O cardiologista reforça que fazer exercício físico não faz mal. “Pelo contrário. Morre mais quem é sedentário”. O risco de danos cardiovasculares diminui em pessoas que fazem atividades físicas. Contudo, quanto mais extenuante a atividade é, o risco de dano ao coração é maior.
O fenômeno pode ser observado na hipótese da “curva em J”, criada pelo pesquisador David Nieman. Ela descreve a relação entre a intensidade do exercício e o risco de adquirir infecções do trato respiratório superior (ITRS). A hipótese sugere que o exercício moderado tem a capacidade de melhorar a função imunológica acima dos níveis sedentários, enquanto o exercício de alta intensidade o deprime.
“A curva em J diz que, se você fica sedentário, você morre mais. À medida que você vai fazendo atividade física moderada, você previne doença cardiovascular. Depois de um certo ponto de atividade física, ou seja, quando há excesso de exercício, você volta a ter um aumento de mortalidade”, explica Avanza, que usa a hipótese para explicar a questão cardíaca.
O cardiologista diz que atletas profissionais possuem maior risco de desenvolver doenças como fibrose, arritmia cardíaca e miocardiopatia.

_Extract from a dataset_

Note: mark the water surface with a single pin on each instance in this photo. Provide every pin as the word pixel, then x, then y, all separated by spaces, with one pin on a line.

Grande parte dos casos de morte durante práticas de atividades físicas extenuantes estão ligados aos fatores de risco. Ainda entre as mortes estudadas na pesquisa publicada no New England Journal of Medicine, a miocardiopatia hipertrófica (doença hereditária que causa um espessamento do músculo do coração) respondeu por 65%, seguida de doença coronariana.
Avanza diz que gatilhos ambientais, como a temperatura e a desidratação, também são fatores de risco.

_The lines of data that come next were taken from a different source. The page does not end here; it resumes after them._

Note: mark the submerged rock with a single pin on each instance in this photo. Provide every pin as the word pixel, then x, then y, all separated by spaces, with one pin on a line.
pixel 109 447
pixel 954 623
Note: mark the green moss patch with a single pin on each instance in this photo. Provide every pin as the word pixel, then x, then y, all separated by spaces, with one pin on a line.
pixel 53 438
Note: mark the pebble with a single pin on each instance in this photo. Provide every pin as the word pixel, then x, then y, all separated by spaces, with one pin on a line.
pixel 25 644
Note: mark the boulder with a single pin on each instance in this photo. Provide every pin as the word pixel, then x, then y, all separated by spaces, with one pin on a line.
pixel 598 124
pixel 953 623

O cardiologista diz que, somado há isso, está também o uso de medicamentos, como as anfetaminas, esteroides e anabolizantes, para aumentar a performance ou até usados em tratamentos de TDAH.
“Hoje é muito comum usar anfetaminas para aumentar a performance. Isso pode ser o gatilho. Então, esses indivíduos têm uma arritmia, chamada fibrilação ventricular, ou uma parada ventricular sem impulso, e entram em colapso”, afirma.
Prevenção
Antonio Carlos Avanza diz que o problema do jovem, ao fazer atividades extenuantes, é acreditar que não está suscetível aos mesmo risco de problemas cardíacos de pessoas mais velhas: “Nem todo mundo tem condição [de fazer atividades físicas extenuantes]. Esse jovem que quer fazer triatlo ou corrida tem que ser submetido a um exame simples, que já aumenta em muito a probabilidade de detectar se tem algum problema de predisposição à morte súbita”.

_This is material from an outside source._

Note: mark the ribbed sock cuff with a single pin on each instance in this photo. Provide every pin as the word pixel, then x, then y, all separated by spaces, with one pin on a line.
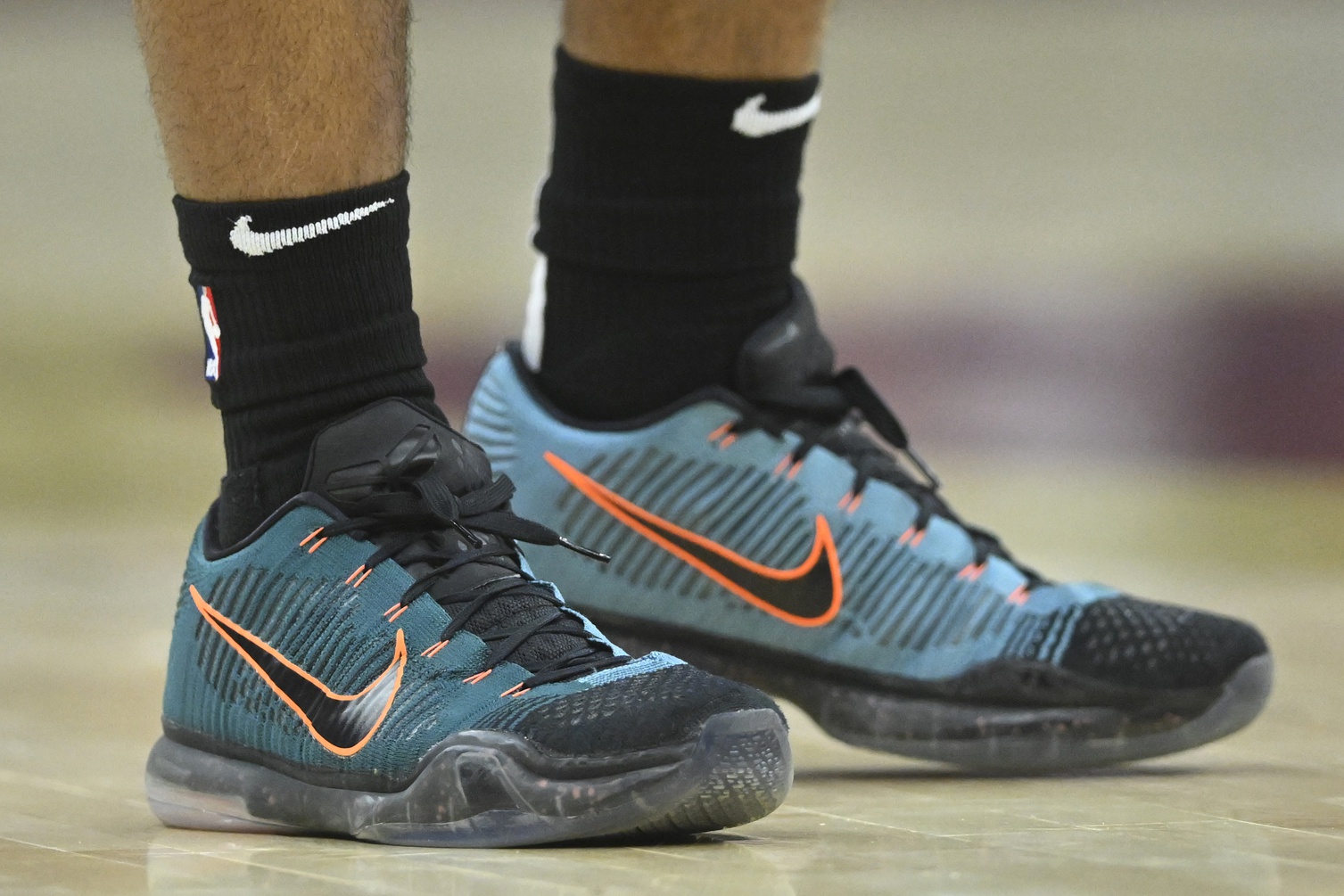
pixel 309 294
pixel 649 175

A Sociedade Brasileira de Cardiologia recomenda que todos que forem começar ou que já pratiquem atividade física passem por uma consulta médica com avaliação física e façam um eletrocardiograma (ECG). Após os 35 anos, também deve-se fazer um teste de esforço.
Januário Pardo Mêo, cardiologista eletrofisiologista pela USP, aponta também a necessidade de conferir a estrutura da prova ou do local de exercício em questão. Veja cinco recomendações:
1. Check-up esportivo individualizado: fazer avaliação cardiológica e eletrocardiograma (ECG) e ecocardiograma ou teste ergométrico se houver histórico familiar ou sintomas
2. Planejamento de prova e treinamento: respeitar limites, hidratar-se adequadamente e intercalar dias de descanso
3. Estrutura de emergência em eventos: checar se o evento ou o local de treinamento possui desfibrilador externo automático (DEA) acessível em até três minutos e equipes treinadas em reanimação cardiopulmonar (RCP)
4. Atenção a sinais de alerta: dor no peito, falta de ar desproporcional, tontura ou palpitações são motivo para parar imediatamente e buscar socorro.